OK, I see the value. The value is bounded, since the number of
these "0" gaps is bounded by the number of selected commits _and_
reduces the possible number of maximal commits.

However, that seems like enough justification to create the second
list.

Thanks,
-Stolee
diff mbox series

Patch

diff --git a/pack-bitmap-write.c b/pack-bitmap-write.c
index b0493d971d..3ac90ae410 100644
--- a/pack-bitmap-write.c
+++ b/pack-bitmap-write.c
@@ -195,7 +195,8 @@  struct bitmap_builder {
 };
 
 static void bitmap_builder_init(struct bitmap_builder *bb,
-				struct bitmap_writer *writer)
+				struct bitmap_writer *writer,
+				struct bitmap_index *old_bitmap)
 {
 	struct rev_info revs;
 	struct commit *commit;
@@ -234,12 +235,26 @@  static void bitmap_builder_init(struct bitmap_builder *bb,
 
 		c_ent = bb_data_at(&bb->data, commit);
 
+		if (old_bitmap && bitmap_for_commit(old_bitmap, commit)) {
+			/*
+			 * This commit has an existing bitmap, so we can
+			 * get its bits immediately without an object
+			 * walk.
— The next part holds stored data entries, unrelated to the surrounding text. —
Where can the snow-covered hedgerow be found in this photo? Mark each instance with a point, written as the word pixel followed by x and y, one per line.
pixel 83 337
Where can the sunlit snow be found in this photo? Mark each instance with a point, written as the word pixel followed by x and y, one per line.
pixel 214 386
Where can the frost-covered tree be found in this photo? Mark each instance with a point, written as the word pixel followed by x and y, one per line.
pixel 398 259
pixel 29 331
There is no need to continue walking
+			 * beyond this commit.
+			 */
+			c_ent->maximal = 1;
+			p = NULL;
+		}
+
 		if (c_ent->maximal) {
 			num_maximal++;
 			ALLOC_GROW(bb->commits, bb->commits_nr + 1, bb->commits_alloc);
 			bb->commits[bb->commits_nr++] = commit;
 		}
 
+		if (!c_ent->commit_mask)
+			continue;
+
 		if (p) {
 			struct bb_commit *p_ent = bb_data_at(&bb->data, p->item);
 			int c_not_p, p_not_c;
@@ -422,7 +437,7 @@  void bitmap_writer_build(struct packing_data *to_pack)
 	else
 		mapping = NULL;
 
-	bitmap_builder_init(&bb, &writer);
+	bitmap_builder_init(&bb, &writer, old_bitmap);
 	for (i = bb.commits_nr; i > 0; i--) {
 		struct commit *commit = bb.commits[i-1];
 		struct bb_commit *ent = bb_data_at(&bb.data, commit);